Isn’t the problem of spoofed attributions also applicable to Activity Streams in general? Or, do you have another concern unique to ActivityPub?
My pet theory is that one of the points of a common data model like Activity Streams is interoperability between different ecosystems, e.g. ActivityPub consumers can share contents from static Activity Streams servers, and I fear completely rejecting non-ActivityPub producers defeats that merit.
Yes, but the exact semantics expected may differ. This doesn’t preclude interoperability with non-ActivityPub systems, but does say “Hey this isn’t ActivityPub and you have to be (potentially differently) careful what you do with it”
While an ability to signal different semantics is a nice addition, that seems to me to be a different matter from the security issue mentioned in the proposal.
As a more conservative precaution against the type confusion attacks, how about using the profile link relation type (RFC 6906) with a value of the Activity Streams namespace (i.e. Link: <https://www.w3.org/ns/activitystreams>;rel="profile")? This still achieves the proposal’s goal of supporting RDF syntaxes other than JSON-LD, and it’s also applicable to non-ActivityPub producers.
One thing that’s entirely missing from it is deployment, surely you don’t mean to have that be an hard-requirement for federation, right? That would be a complete disaster.

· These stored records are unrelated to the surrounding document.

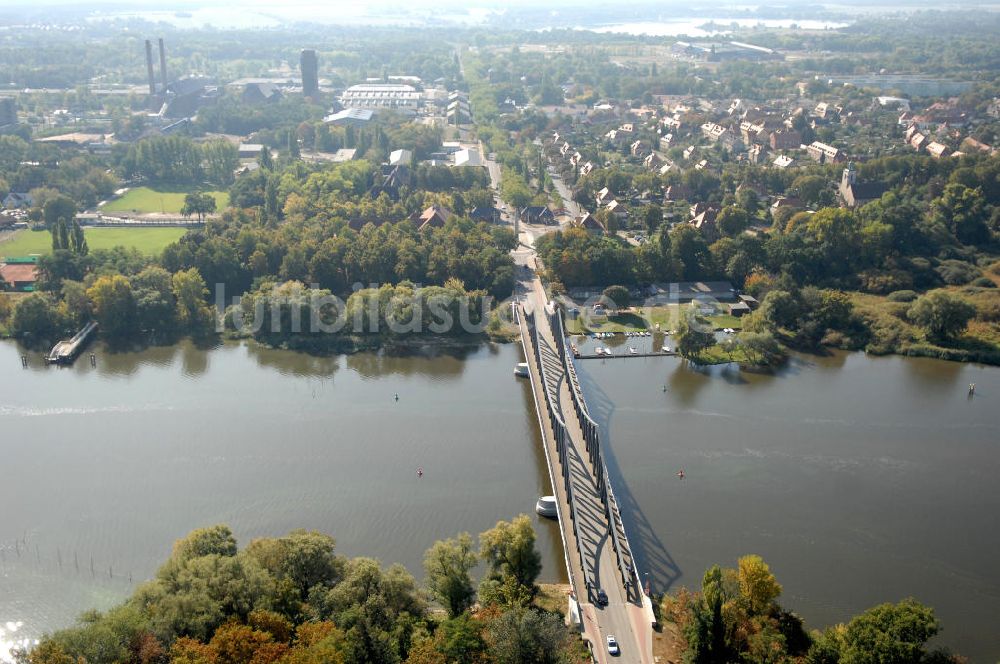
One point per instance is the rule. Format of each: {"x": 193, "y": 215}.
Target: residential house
{"x": 590, "y": 223}
{"x": 350, "y": 117}
{"x": 713, "y": 131}
{"x": 489, "y": 215}
{"x": 704, "y": 220}
{"x": 938, "y": 150}
{"x": 618, "y": 210}
{"x": 17, "y": 200}
{"x": 397, "y": 157}
{"x": 19, "y": 274}
{"x": 855, "y": 194}
{"x": 434, "y": 216}
{"x": 537, "y": 214}
{"x": 652, "y": 161}
{"x": 824, "y": 153}
{"x": 786, "y": 139}
{"x": 261, "y": 93}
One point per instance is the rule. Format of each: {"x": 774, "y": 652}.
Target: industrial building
{"x": 381, "y": 95}
{"x": 309, "y": 65}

Meaning implementations need to signal their support of it.
(btw replying through email seems broken, no idea why, nothing wrong in my server logs…)

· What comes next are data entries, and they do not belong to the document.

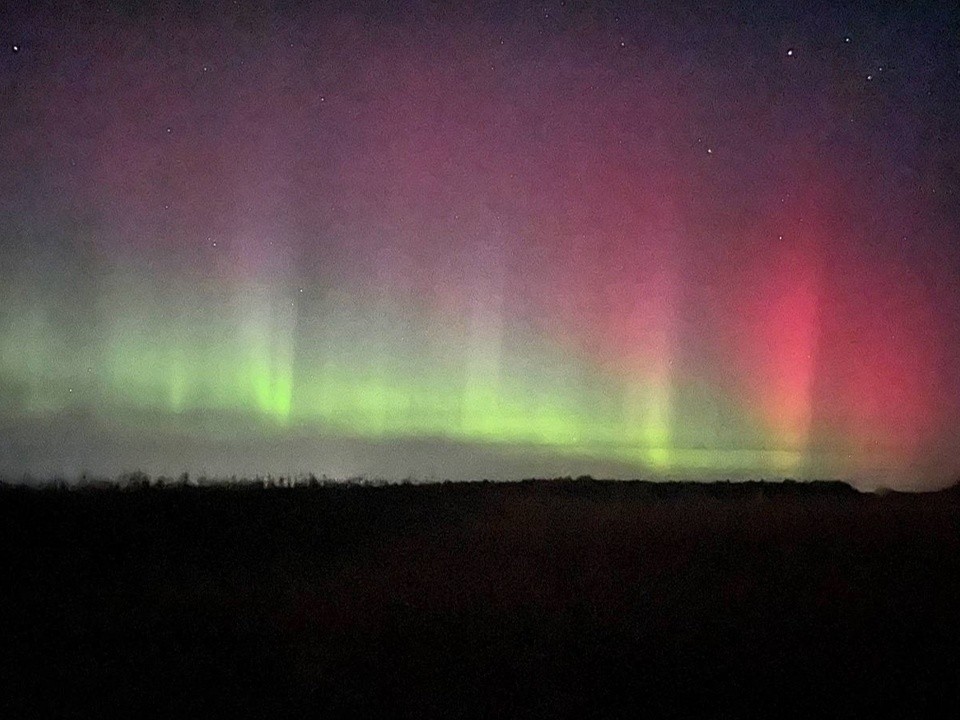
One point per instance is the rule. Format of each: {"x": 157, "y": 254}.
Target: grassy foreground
{"x": 537, "y": 599}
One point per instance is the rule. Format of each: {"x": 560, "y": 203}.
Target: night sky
{"x": 696, "y": 240}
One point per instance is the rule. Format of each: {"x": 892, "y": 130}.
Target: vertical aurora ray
{"x": 636, "y": 252}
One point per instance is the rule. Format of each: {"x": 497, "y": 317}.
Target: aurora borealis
{"x": 704, "y": 240}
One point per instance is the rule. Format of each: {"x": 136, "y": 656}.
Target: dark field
{"x": 537, "y": 599}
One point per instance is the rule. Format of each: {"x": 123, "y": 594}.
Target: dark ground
{"x": 539, "y": 599}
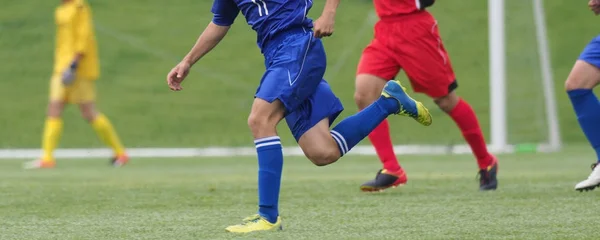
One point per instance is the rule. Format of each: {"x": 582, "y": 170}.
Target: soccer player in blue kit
{"x": 293, "y": 88}
{"x": 584, "y": 77}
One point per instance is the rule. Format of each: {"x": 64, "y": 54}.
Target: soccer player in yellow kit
{"x": 76, "y": 69}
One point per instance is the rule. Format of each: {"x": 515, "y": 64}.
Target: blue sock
{"x": 355, "y": 128}
{"x": 270, "y": 166}
{"x": 587, "y": 108}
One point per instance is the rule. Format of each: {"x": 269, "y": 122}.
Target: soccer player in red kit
{"x": 407, "y": 37}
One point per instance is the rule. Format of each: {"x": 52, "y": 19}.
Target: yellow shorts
{"x": 80, "y": 91}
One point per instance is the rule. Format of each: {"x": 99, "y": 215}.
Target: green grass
{"x": 197, "y": 198}
{"x": 139, "y": 43}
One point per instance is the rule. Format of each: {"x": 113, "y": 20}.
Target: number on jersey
{"x": 262, "y": 7}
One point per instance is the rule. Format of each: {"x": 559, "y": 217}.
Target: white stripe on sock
{"x": 268, "y": 144}
{"x": 340, "y": 140}
{"x": 266, "y": 139}
{"x": 339, "y": 143}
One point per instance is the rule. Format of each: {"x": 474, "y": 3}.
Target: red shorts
{"x": 413, "y": 43}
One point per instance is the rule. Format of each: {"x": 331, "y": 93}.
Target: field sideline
{"x": 185, "y": 198}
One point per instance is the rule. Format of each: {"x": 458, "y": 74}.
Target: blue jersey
{"x": 267, "y": 17}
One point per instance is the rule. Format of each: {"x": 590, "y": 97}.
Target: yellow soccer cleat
{"x": 255, "y": 223}
{"x": 408, "y": 106}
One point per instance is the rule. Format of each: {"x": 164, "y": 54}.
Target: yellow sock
{"x": 52, "y": 132}
{"x": 107, "y": 134}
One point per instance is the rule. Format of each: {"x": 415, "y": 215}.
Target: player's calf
{"x": 319, "y": 146}
{"x": 583, "y": 76}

If implemented with the “An implementation MAY” behaviour as specified, then this is backwards compatible with existing implementations (Unless they’re including a different Link: <>, rel=type value, which to my knowledge no implementation does)

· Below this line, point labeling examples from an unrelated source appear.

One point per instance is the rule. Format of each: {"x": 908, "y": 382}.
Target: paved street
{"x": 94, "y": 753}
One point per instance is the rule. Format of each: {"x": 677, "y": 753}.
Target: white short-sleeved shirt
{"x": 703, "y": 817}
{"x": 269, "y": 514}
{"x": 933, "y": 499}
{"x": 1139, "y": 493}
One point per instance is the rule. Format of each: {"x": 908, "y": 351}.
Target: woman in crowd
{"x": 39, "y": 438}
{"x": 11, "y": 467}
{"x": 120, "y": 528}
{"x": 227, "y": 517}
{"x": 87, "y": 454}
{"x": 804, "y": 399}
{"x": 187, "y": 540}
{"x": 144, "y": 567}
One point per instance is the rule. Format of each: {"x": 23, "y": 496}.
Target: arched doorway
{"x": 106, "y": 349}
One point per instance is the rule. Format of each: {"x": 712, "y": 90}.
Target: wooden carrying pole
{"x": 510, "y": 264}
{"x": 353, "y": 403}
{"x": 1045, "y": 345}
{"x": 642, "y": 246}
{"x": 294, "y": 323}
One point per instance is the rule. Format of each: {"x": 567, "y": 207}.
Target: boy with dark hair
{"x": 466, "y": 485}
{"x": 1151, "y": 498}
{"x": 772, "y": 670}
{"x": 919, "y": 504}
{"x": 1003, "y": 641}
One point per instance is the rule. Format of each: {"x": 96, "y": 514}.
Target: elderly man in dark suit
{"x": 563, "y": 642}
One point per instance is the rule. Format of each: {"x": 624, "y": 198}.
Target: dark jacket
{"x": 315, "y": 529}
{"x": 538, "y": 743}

If implemented without that behaviour, then yes, you don’t have backwards compatibility
The idea is that if this becomes pervasively deployed then you can just remove the MAY behaviour.
If you get back a response from an implementation with a Link: <https://www.w3.org/TR/activitypub/>;rel="type" header, then the implementation supports 96ff . Perhaps it could be explicit that you must implement it everywhere?
What does “ActivityStreams with the ActivityStreams profile” actually mean? I think anything we do should convey that this is ActivityPub. It may be dissatisfying that doing this breaks the “open world assumption”, but it seems like doing this is the easiest way for us to avoid type confusion attacks.
With regards to rel=profile vs rel=type:
rel=type is about server capabilities. LDP uses it to tell you “This is an LDP server, and this HTTP resource is an LDP resource”; here we use it to say “This is an ActivityPub server, and this HTTP resource is an ActivityPub resource”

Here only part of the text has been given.